Eduardo Galeano, o autor uruguaio do clássico “As veias abertas da América Latina”, em um de seus escritos já perguntara: por que não uma mulher negra na presidência do Brasil? A eleição de Dilma responde a primeira parte dessa pergunta. A outra parte virá a qualquer momento.
Esta virada racial é uma possibilidade viva. Afinal, o Brasil vem passando no último quarto de século por mudanças profundas na economia e na sociedade, que nos permitem vislumbrar um negro ou uma negra no Palácio do Planalto.
A economia, que tanto nos preocupava, vem possibilitando a criação de um mercado interno de massa, condição indispensável ao desenvolvimento de uma democracia ampla.

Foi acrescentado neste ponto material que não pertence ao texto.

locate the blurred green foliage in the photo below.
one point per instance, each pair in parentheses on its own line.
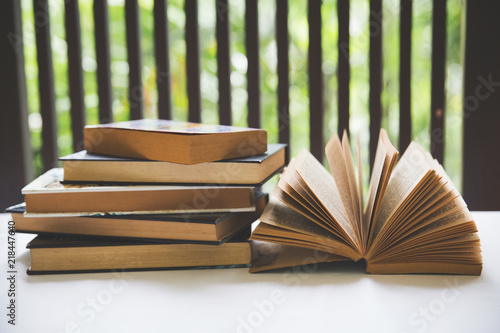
(299,99)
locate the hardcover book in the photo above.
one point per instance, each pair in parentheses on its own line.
(173,141)
(53,254)
(47,195)
(212,228)
(412,221)
(249,171)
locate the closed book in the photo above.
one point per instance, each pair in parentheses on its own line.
(212,228)
(173,141)
(55,254)
(47,195)
(251,170)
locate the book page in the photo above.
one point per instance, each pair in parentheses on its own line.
(323,186)
(340,171)
(360,189)
(385,158)
(353,184)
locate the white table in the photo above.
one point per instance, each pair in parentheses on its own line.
(338,297)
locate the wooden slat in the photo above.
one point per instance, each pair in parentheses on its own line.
(50,151)
(316,105)
(15,147)
(375,74)
(481,115)
(438,78)
(135,89)
(405,74)
(253,69)
(343,73)
(283,75)
(223,61)
(162,59)
(193,60)
(103,57)
(75,72)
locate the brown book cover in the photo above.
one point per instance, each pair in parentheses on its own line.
(47,195)
(413,220)
(173,141)
(215,228)
(83,167)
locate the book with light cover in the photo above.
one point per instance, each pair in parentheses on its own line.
(173,141)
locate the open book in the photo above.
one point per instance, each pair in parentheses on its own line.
(412,221)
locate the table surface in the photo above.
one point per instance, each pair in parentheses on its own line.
(336,297)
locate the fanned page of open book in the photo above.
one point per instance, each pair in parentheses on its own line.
(413,221)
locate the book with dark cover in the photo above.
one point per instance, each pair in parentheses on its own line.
(173,141)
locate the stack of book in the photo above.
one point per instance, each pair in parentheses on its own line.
(150,194)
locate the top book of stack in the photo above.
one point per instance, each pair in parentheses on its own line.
(172,141)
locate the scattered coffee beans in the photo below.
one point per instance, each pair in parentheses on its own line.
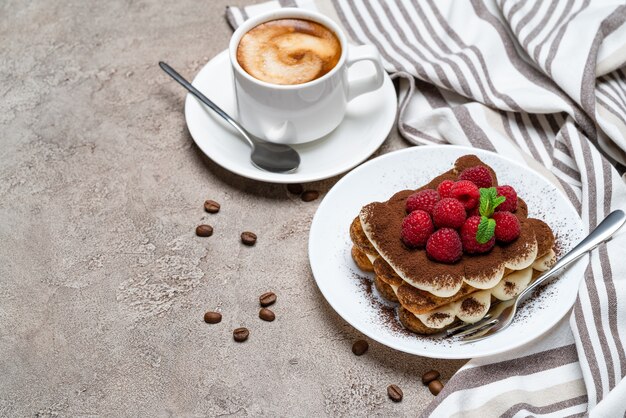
(241,334)
(211,206)
(310,195)
(395,393)
(267,299)
(204,230)
(360,347)
(212,317)
(429,376)
(435,387)
(248,238)
(266,315)
(295,188)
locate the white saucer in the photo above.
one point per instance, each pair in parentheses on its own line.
(367,123)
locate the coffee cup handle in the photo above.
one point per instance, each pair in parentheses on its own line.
(371,82)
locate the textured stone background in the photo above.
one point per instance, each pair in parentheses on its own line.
(103,283)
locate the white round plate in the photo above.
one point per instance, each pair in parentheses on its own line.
(367,123)
(346,287)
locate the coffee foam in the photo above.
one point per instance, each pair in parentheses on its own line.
(288,51)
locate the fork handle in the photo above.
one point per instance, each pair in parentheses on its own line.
(610,225)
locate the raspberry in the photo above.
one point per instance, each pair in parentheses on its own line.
(468,237)
(445,246)
(449,213)
(507,226)
(466,192)
(478,175)
(424,200)
(416,228)
(444,188)
(510,204)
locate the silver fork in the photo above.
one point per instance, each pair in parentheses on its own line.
(501,315)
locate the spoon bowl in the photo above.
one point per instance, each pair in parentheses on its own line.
(275,158)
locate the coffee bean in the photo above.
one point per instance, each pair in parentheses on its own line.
(241,334)
(267,299)
(435,387)
(295,188)
(429,376)
(360,347)
(248,238)
(212,317)
(395,393)
(266,315)
(310,195)
(204,230)
(211,206)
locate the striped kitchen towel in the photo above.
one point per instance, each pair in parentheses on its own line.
(543,82)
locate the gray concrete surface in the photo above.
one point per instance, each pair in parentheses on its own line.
(103,283)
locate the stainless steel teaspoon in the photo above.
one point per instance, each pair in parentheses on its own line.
(275,158)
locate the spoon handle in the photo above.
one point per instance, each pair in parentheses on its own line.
(610,225)
(172,73)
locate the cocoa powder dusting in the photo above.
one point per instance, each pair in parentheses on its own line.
(471,306)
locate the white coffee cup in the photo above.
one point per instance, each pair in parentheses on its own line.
(298,113)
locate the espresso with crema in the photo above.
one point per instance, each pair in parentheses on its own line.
(288,51)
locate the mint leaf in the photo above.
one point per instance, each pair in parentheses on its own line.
(486,229)
(488,199)
(499,200)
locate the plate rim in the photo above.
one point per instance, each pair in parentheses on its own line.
(447,356)
(385,128)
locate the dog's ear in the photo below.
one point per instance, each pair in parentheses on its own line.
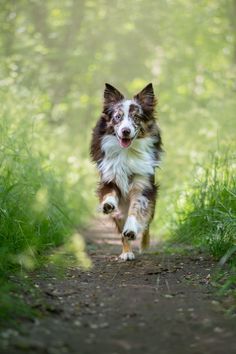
(146,98)
(111,95)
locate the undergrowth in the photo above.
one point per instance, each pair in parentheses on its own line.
(206,213)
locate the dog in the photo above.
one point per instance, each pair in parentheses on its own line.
(126,147)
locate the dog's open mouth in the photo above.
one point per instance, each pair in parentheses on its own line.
(125,142)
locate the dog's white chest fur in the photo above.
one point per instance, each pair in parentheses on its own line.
(119,164)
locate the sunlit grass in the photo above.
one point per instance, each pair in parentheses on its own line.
(45,194)
(206,212)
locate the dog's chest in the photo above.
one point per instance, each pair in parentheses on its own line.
(119,164)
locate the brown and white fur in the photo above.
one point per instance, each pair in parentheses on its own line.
(126,146)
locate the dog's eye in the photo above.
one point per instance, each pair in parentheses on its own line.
(117,118)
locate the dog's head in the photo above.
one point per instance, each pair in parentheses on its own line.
(129,119)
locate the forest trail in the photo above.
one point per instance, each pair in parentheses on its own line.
(158,303)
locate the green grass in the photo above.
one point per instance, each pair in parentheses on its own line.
(206,213)
(44,194)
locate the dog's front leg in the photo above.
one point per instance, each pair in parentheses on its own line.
(109,197)
(140,210)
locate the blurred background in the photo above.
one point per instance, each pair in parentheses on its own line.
(56,57)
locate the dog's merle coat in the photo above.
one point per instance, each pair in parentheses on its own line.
(126,146)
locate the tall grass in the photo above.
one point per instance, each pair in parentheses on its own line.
(42,198)
(206,213)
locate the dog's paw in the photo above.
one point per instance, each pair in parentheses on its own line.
(108,208)
(131,228)
(130,234)
(127,256)
(109,205)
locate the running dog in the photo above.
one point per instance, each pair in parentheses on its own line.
(126,147)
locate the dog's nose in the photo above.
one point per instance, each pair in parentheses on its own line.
(126,132)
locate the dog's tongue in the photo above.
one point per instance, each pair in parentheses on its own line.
(125,142)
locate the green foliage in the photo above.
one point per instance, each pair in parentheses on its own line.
(56,56)
(207,212)
(40,205)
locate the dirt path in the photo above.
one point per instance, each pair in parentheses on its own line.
(156,304)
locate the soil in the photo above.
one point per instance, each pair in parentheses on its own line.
(159,303)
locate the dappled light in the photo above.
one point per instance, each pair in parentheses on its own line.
(56,57)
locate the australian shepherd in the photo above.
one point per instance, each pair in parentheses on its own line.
(126,146)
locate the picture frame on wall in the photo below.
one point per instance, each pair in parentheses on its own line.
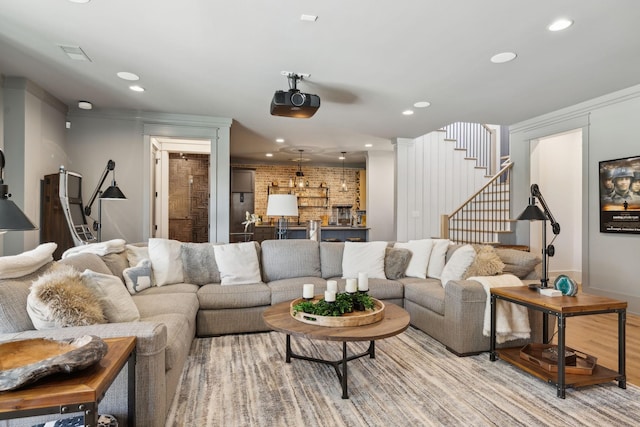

Também, em uma ascensão social que se inicia com FHC e se amplia enormemente com Lula, milhões de pessoas saem da miséria, conquistam direitos mínimos de sobrevivência e passam a fazer opções de poder, como fizeram nas duas últimas eleições, apesar dos preconceitos.
Em se falando de preconceitos, nestas eleições eles voltaram a se manifestar radicalmente contra o voto nordestino. Sempre caricaturada como terra atrasada, o Nordeste há anos cresce a taxas superiores à média nacional – tendência que se acentua com Lula – e retribuiu essa situação dando o maior percentual regional de votos a Dilma, sua candidata.
Tome-se ainda a saúde como exemplo da mudança em curso. O SUS nacional ainda é precaríssimo, mas em diversos estados e muitas cidades, inclusive as pequenas, um atendimento de boa qualidade já é quase universal. Ao contrário de há poucos anos.
Além disso, desde o ano passado o Brasil tem lei, sistema e política de segurança alimentar e nutricional, algo inédito até na maioria dos países mais ricos, onde a opulência de seu centro contrasta com a pobreza de suas zonas de “periferias internas”. Aqui, já se aventa inclusive a possibilidade de alcançarmos pleno emprego e erradicarmos nossa miséria atávica, na medida em que a economia continuar a crescer.
Toda essa base material está em avanço contínuo e vamos, ainda que aos trancos e barrancos, alcançando consenso social em torno de sua premência. Neste cenário, podemos nos imaginar superando o último de nossos principais preconceitos para eleger uma pessoa negra para comandar o Brasil e o nosso tardio projeto de justiça racial. As condições objetivas estão dadas.